Transition of young adults with endocrine and metabolic diseases: the ‘TRANSEND’ cohort

OBJECTIVE: The transition from paediatric to adult medicine involves risks of poor patient outcomes and of significant losses of patients to follow up. The research aimed to analyse the implementation in an initial cohort of patients of a new programme of transition to adult care based on a case management approach. DESIGN: A longitudinal study of the case management approach to transition, initiated in a university hospital in France in September 2016. METHODS: Patients with the endocrine or metabolic disease diagnosed during childhood and transferred to adult care were included.
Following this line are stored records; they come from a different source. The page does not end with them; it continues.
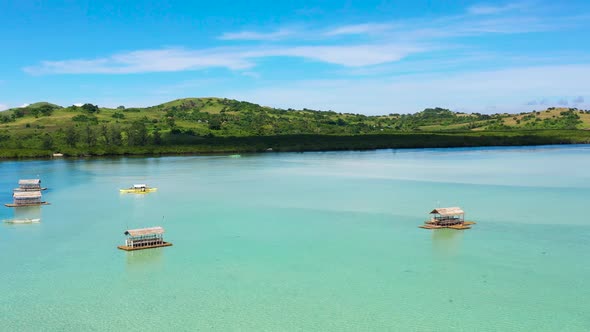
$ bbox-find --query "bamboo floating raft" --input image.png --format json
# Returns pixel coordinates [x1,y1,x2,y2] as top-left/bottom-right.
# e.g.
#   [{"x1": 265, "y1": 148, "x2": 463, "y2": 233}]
[
  {"x1": 117, "y1": 226, "x2": 172, "y2": 251},
  {"x1": 418, "y1": 207, "x2": 475, "y2": 230},
  {"x1": 119, "y1": 183, "x2": 158, "y2": 194},
  {"x1": 14, "y1": 179, "x2": 47, "y2": 192},
  {"x1": 4, "y1": 191, "x2": 49, "y2": 207}
]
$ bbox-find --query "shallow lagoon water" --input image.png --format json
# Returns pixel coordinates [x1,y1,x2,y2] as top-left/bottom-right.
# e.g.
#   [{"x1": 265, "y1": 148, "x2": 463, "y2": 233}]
[{"x1": 0, "y1": 146, "x2": 590, "y2": 331}]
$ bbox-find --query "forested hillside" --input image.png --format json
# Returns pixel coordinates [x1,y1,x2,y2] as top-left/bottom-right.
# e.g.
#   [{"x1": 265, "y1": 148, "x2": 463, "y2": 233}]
[{"x1": 0, "y1": 98, "x2": 590, "y2": 157}]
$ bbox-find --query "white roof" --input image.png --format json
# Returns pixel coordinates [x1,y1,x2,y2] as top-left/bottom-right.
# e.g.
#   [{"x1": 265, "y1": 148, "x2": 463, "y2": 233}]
[
  {"x1": 18, "y1": 179, "x2": 41, "y2": 184},
  {"x1": 430, "y1": 206, "x2": 465, "y2": 216},
  {"x1": 125, "y1": 226, "x2": 164, "y2": 236}
]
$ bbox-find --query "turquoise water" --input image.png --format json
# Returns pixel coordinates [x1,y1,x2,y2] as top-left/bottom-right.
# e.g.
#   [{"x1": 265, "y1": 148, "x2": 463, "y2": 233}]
[{"x1": 0, "y1": 146, "x2": 590, "y2": 331}]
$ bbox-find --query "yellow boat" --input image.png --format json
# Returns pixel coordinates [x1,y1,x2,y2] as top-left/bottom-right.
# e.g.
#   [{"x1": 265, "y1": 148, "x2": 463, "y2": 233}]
[{"x1": 119, "y1": 184, "x2": 158, "y2": 194}]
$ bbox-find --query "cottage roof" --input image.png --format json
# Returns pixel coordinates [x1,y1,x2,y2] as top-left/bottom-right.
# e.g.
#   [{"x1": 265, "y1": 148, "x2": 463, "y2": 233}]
[
  {"x1": 124, "y1": 226, "x2": 164, "y2": 236},
  {"x1": 430, "y1": 206, "x2": 465, "y2": 216},
  {"x1": 18, "y1": 179, "x2": 41, "y2": 185}
]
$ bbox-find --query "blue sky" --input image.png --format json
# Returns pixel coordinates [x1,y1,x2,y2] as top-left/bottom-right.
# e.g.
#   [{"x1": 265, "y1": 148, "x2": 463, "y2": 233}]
[{"x1": 0, "y1": 0, "x2": 590, "y2": 114}]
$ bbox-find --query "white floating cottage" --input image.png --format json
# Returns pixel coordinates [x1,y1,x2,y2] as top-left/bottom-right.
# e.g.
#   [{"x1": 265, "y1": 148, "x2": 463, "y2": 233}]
[
  {"x1": 117, "y1": 226, "x2": 172, "y2": 251},
  {"x1": 420, "y1": 207, "x2": 475, "y2": 229},
  {"x1": 14, "y1": 179, "x2": 47, "y2": 192},
  {"x1": 4, "y1": 191, "x2": 49, "y2": 207}
]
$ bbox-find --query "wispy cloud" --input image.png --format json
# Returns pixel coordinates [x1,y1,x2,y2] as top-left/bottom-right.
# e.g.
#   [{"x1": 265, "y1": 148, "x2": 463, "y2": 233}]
[
  {"x1": 24, "y1": 44, "x2": 425, "y2": 75},
  {"x1": 24, "y1": 48, "x2": 253, "y2": 75},
  {"x1": 229, "y1": 65, "x2": 590, "y2": 114},
  {"x1": 324, "y1": 23, "x2": 393, "y2": 36},
  {"x1": 219, "y1": 29, "x2": 295, "y2": 41},
  {"x1": 24, "y1": 3, "x2": 582, "y2": 75},
  {"x1": 572, "y1": 96, "x2": 584, "y2": 104},
  {"x1": 467, "y1": 2, "x2": 528, "y2": 15}
]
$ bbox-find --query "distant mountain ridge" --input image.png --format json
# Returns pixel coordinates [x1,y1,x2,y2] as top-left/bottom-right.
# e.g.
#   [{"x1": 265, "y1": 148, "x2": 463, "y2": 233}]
[{"x1": 0, "y1": 97, "x2": 590, "y2": 157}]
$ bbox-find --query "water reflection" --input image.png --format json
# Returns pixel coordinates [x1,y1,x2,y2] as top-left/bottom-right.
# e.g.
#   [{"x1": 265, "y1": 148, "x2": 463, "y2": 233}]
[
  {"x1": 13, "y1": 206, "x2": 41, "y2": 219},
  {"x1": 432, "y1": 229, "x2": 464, "y2": 256},
  {"x1": 125, "y1": 248, "x2": 166, "y2": 271}
]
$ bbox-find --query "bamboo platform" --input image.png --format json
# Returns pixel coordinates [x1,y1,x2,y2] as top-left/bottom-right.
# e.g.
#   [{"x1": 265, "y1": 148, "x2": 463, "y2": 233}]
[
  {"x1": 117, "y1": 242, "x2": 172, "y2": 251},
  {"x1": 418, "y1": 221, "x2": 475, "y2": 230},
  {"x1": 4, "y1": 202, "x2": 51, "y2": 207}
]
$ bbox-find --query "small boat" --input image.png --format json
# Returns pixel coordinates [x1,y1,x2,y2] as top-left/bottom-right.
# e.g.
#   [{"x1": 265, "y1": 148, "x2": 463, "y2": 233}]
[
  {"x1": 4, "y1": 218, "x2": 41, "y2": 224},
  {"x1": 119, "y1": 183, "x2": 158, "y2": 194}
]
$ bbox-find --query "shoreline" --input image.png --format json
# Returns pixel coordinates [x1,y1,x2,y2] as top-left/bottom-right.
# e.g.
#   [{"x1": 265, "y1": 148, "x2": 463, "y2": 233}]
[{"x1": 0, "y1": 130, "x2": 590, "y2": 161}]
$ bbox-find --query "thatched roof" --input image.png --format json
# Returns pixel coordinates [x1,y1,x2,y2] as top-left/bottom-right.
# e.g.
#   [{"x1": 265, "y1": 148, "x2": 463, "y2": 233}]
[
  {"x1": 12, "y1": 191, "x2": 41, "y2": 198},
  {"x1": 125, "y1": 226, "x2": 164, "y2": 236},
  {"x1": 18, "y1": 179, "x2": 41, "y2": 185},
  {"x1": 430, "y1": 206, "x2": 465, "y2": 216}
]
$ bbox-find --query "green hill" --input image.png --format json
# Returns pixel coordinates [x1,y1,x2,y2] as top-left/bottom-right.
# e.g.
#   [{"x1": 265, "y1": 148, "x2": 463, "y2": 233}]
[{"x1": 0, "y1": 98, "x2": 590, "y2": 157}]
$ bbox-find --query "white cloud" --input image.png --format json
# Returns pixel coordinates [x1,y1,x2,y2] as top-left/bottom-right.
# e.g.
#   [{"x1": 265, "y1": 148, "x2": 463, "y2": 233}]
[
  {"x1": 325, "y1": 23, "x2": 393, "y2": 36},
  {"x1": 24, "y1": 48, "x2": 252, "y2": 75},
  {"x1": 24, "y1": 44, "x2": 424, "y2": 75},
  {"x1": 229, "y1": 65, "x2": 590, "y2": 114},
  {"x1": 467, "y1": 2, "x2": 527, "y2": 15},
  {"x1": 572, "y1": 96, "x2": 584, "y2": 104},
  {"x1": 219, "y1": 29, "x2": 294, "y2": 41}
]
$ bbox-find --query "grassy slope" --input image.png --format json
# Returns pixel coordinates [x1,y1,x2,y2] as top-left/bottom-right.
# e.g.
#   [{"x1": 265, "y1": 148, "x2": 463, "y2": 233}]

The transition programme includes three steps based on case management: liaising with paediatric services, personalising care pathways, and liaising with structures outside the hospital (general practitioners, agencies in the educational and social sector). RESULTS: The cohort included 500 patients, with malignant brain tumour (n = 56 (11%)), obesity (n = 55 (11%)), type 1 diabetes (n = 54 (11%)), or other disease (n = 335 (67%)). Their median age at transfer was 19, and the sex ratio was 0.5. At median 21 months of follow-up, 439 (88%) had a regular follow-up in or outside the hospital, 47 (9%) had irregular follow-up (absence at the last appointment or no appointment scheduled within the time recommended), 4 had stopped care on doctor’s advice, 4 had died, 3 had moved, and 3 had refused care. The programme involved 9615 case management actions; 7% of patients required more than 50 actions. Patients requiring most support were usually those affected by a rare genetic form of obesity. CONCLUSIONS: Case managers successfully addressed the complex needs of patients. Over time, the cohort will provide unprecedented long-term outcome results for patients with various conditions who experienced this form of transition.